Re: Garage fire separation and pull down ladders

I guess the pull down stairs could be required to be protected by 1 3/8inch thick doors.

The keyword here is other openings ---- 3 options, door, metallic ductwork, or other penetration (not opening - IMHO)

so here is the applicable section -

Other openings between the garage and residence shall

be equipped with solid wood doors not less than 13/8 inches (35

mm) in thickness, solid or honeycomb core steel doors not less

than 13/8 inches (35 mm) thick, or 20-minute fire-rated doors.

Best option is to run the 5/8" from slab to bottom of roof deck, then I don't care if you sheetrock the roof of the garage or not providing a habitable room (or unfinished bonus room) is not located above - which in that case, wouldn't have a set of pull down stairs in the first place.


----------



## Code Neophyte (Dec 3, 2009)

Re: Garage fire separation and pull down ladders

How about this one:  http://www.bessler.com/


----------



## mtlogcabin (Dec 3, 2009)

Re: Garage fire separation and pull down ladders



> R309.2 Separation required.The garage shall be separated from the residence and its attic area by not less than ½-inch (12.7 mm) gypsum board applied to the garage side.


1/2 inch is all that is required not 5/8 inch and not Type X.

Contractors have built a box around the pull down ladder lined with 1/2 sheet rock with a hinged lid on top overed with sheet rock.

Pull down the ladder walk up and push the lid open at the top.
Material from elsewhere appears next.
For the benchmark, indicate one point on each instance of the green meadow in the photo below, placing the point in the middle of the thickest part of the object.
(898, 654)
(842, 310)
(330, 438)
Simple solution


----------



## vegas paul (Dec 3, 2009)

Re: Garage fire separation and pull down ladders

Please comment on this related issue:

I have SFD plans with the attic access in the garage (for attic mounted mechanical equipment that serves the entire house).  The mechanical equipment is not above the garage, but it's centrally located in the main attic.  This means that the attics above the garage and house are not separated, since you enter the attic above the garage and walk to the mechanical equipment.
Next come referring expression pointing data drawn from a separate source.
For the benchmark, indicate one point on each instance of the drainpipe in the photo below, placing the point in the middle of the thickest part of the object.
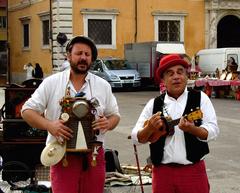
(8, 78)
(50, 29)
(136, 21)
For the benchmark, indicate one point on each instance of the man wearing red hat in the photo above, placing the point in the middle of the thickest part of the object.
(178, 126)
(78, 175)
Does this meet IRC R309.2?


----------



## Oldman (Dec 3, 2009)

Re: Garage fire separation and pull down ladders

If I may, what is the real intent of the gypsum board requirements within the IRC? Is it to prevent the spread of smoke, or carbon monoxide, or fire, or any combination of these?

The commentary indicates the 1/2" gypsum board is to prevent the spread of smoke or carbon monoxide and the 5/8” Type X gypsum board required to be installed under habitable room adds _enhanced fire endurance_ whatever that is suppose to mean.
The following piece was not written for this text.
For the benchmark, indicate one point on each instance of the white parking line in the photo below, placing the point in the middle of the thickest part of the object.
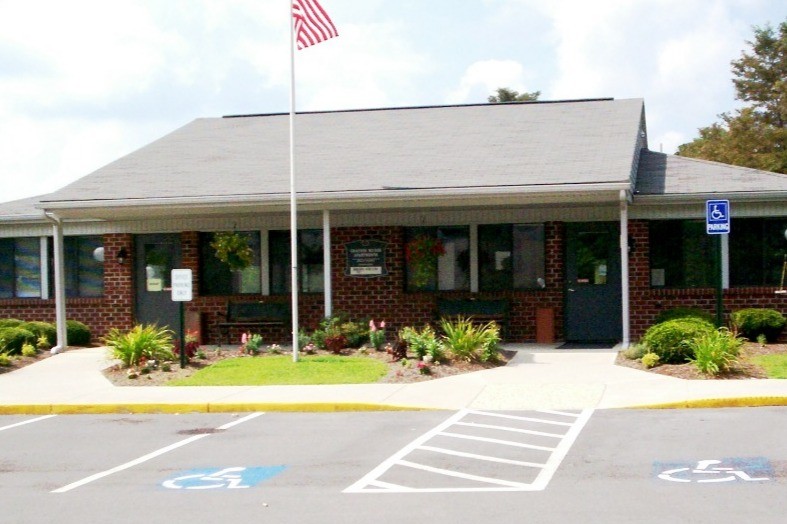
(149, 456)
(373, 482)
(37, 419)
In my opinion the requirements within the code accomplishes very little in preventing the spread of smoke, or carbon monoxide, or fire.

.


----------



## Oldman (Dec 3, 2009)

Re: Garage fire separation and pull down ladders



			
				vegas paul said:
			
		

> Please comment on this related issue:I have SFD plans with the attic access in the garage (for attic mounted mechanical equipment that serves the entire house).  The mechanical equipment is not above the garage, but it's centrally located in the main attic.  This means that the attics above the garage and house are not separated, since you enter the attic above the garage and walk to the mechanical equipment.
> 
> Does this meet IRC R309.2?


This type of installation would not be allowed unless you separate the two attic spaces.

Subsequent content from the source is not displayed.